Повесть о десяти ошибках - Александр Шаров
Он шел из последних сил, впрочем, и последние силы давно кончились. Изредка он окликал Курку; голос в темноте звучал хрипло и незнакомо. Курка отзывался то справа, то слева, то впереди, то сзади, и от этого Гришину казалось, что он бредет по кругу.
Иногда он закрывал глаза, как бы засыпал. То есть не совсем засыпал, потому что продолжал слышать происходящее, но одновременно видел сны — длинные, запутанные. Было удивительно, что такие длинные сны вмещаются в считанные мгновения.
Сны сразу забывались, помнилось только, что в каждом из них была река, которую надо переплыть.
И что-то тяжелое, может быть болезнь. Будто эта болезнь притаилась в клеточках тела и теперь от непосильной усталости вновь оживает.
Холмы круто нависали над головой, церкви напоминали черные крепости.
Гришин подумал, что, вероятно, граница рейха, проклятого богом и людьми, уже давно перейдена, а он даже не увидел — какая она, эта граница, к которой несет его три года. Под Москвой не знал, когда она была за тысячи километров, и сейчас не знает, когда она рядом.
— Вася! — крикнул он. — Даешь границу к чертовой матери!
— …ешь границу, — отозвался из тумана голос Курки.
«Да чего мы в ней не видели, в этой границе? — думал Гришин. — Так — столбик, речушка…»
И все-таки странно, что самое главное счастье всегда далеко впереди или далеко позади. А вот чтобы подержать в руке главное счастье — этого не бывает.
Ему захотелось припомнить самый счастливый час жизни, но так и не вспомнилось ничего.
В темноте опять надвинулся полусон: ему показалось, что кого-то хоронят, он несет неимоверно тяжелый гроб и не может больше.
И опустить гроб на землю — нельзя.
Уже наяву подумалось, что и земля до ужаса устала нести на себе людей, шагающих к собственным могилам с заботливо припасенными саперными лопатками, чтобы вырыть эти могилы, — шагающих час за часом, год за годом со снарядами, минами, гранатами, всем техническим оборудованием смерти за плечами.
Чуть светало. От набухших влагой полей поднимался густой пар.
Гришину пришло в голову, что по сравнению с тем, что скоро наступит, к чему они шаг за шагом приближаются, это самое счастливое время. Ни одного самолета над головой, ни выстрела, ни звука, кроме натужного дыхания тысяч людей и хлюпанья вязкой земли.
Он только представил себе сумасшедшую неразбериху; поток раненых, необорудованное помещение и горстку врачей, сестер и санитаров, которые сейчас рассеяны по полю, запахи крови, йода, карболки, крики, глаза умирающих, нечеловеческую усталость. Только представил себе все это и тут же замахал головой, отгоняя то, отчего загодя начинало тошнить и сводило мышцы рук.
Он прикрыл веки, смутно надеясь, что вернутся хотя бы те тягучие, томительные, но тихие сны с ледяной рекой и болезнью.

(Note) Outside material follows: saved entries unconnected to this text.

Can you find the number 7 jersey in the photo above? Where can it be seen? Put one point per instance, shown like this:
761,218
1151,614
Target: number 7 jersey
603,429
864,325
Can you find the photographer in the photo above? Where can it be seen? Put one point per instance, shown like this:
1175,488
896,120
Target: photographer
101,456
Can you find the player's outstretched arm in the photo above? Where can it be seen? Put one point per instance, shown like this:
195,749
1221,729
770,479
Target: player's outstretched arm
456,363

Сны не возвращались. Вместо них припомнилась сама эта болезнь, пережитая в детстве. Вспомнилась гражданская война, местечко, только что разграбленное одной бандой и покорно ожидающее следующую.
А он лежит в жару и не может пошевелиться. Бредит.

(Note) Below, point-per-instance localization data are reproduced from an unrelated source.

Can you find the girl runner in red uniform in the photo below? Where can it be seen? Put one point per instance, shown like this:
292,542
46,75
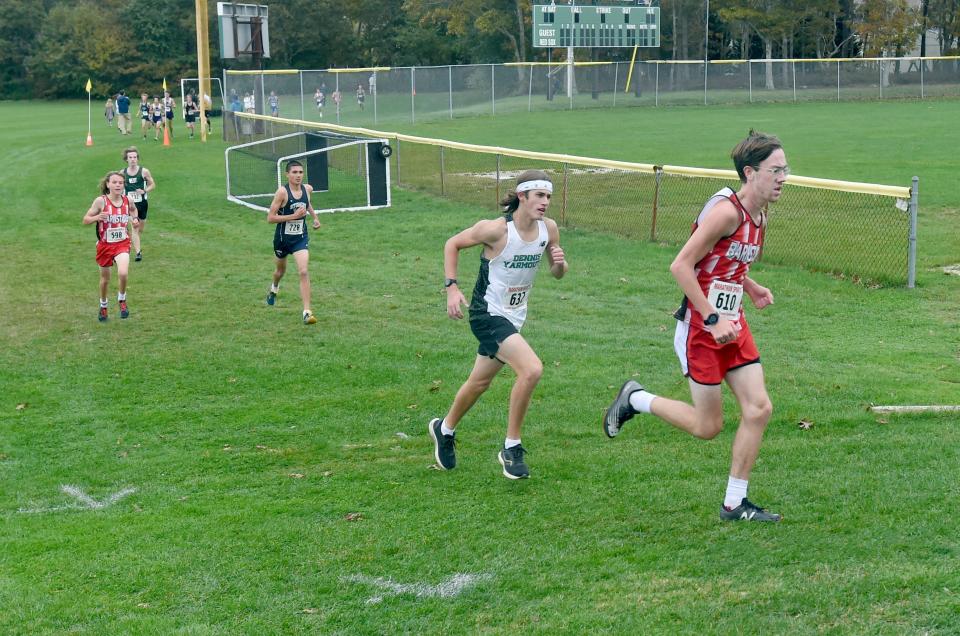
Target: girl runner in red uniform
713,339
111,213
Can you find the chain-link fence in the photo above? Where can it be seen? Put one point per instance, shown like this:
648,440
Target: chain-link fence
862,231
367,97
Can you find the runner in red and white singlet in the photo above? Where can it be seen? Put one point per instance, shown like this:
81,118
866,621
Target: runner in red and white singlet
721,275
111,214
713,339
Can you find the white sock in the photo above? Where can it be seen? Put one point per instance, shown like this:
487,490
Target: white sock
641,400
736,492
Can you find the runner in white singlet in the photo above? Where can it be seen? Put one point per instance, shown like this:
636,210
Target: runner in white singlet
513,248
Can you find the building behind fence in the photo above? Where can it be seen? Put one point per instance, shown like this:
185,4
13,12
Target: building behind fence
860,230
413,94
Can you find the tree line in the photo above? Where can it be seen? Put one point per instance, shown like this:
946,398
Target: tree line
48,48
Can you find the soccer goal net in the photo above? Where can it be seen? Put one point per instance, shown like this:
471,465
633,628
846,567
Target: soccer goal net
346,173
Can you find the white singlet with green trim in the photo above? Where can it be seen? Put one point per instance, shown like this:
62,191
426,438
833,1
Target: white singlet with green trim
504,283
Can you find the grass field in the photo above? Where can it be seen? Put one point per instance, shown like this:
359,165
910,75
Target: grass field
281,474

Вокруг в душной темноте сменяются встревоженные лица: мать, отец, брат, дядя, бабушка.
Гришин почувствовал такое одиночество, какого не испытывал никогда прежде.
— Курка-аа! Живо-о-ой! — крикнул он в темноту.

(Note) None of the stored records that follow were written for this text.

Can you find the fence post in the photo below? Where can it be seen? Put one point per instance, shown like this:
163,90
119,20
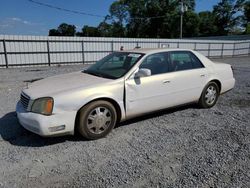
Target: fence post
233,50
83,55
137,44
48,52
249,49
112,46
5,54
222,50
209,48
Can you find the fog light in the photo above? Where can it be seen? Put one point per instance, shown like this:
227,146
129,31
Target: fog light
57,128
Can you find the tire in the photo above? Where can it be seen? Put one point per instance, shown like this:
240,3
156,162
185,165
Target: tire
96,119
209,95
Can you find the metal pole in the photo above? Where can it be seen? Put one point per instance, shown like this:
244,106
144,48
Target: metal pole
249,49
181,21
5,54
209,47
112,46
83,56
234,50
48,52
222,50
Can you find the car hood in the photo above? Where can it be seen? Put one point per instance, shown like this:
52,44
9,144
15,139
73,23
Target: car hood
56,84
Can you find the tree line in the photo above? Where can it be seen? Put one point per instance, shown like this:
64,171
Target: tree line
161,19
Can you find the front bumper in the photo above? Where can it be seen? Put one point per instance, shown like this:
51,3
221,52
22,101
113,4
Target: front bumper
56,124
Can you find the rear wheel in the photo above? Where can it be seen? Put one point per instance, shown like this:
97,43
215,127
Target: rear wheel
209,95
96,119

Казалось, что, если Курка не откликнется, — это будет как смерть. Смерть ведь и есть полное одиночество.
Курка не ответил. Отовсюду слышалось хлюпанье сапог, вытягиваемых из грязи.
И вдруг в один миг, — это так показалось, что в один миг, — все изменилось. Шаги стали отчетливыми, почти звонкими. Он не сразу сообразил, что теперь они на самом деле миновали границу рейха и вступили на одну из немецких военных автострад, протянутых к нашей стране. Понял, что окончилась та, трехлетняя часть войны и начался последний переход.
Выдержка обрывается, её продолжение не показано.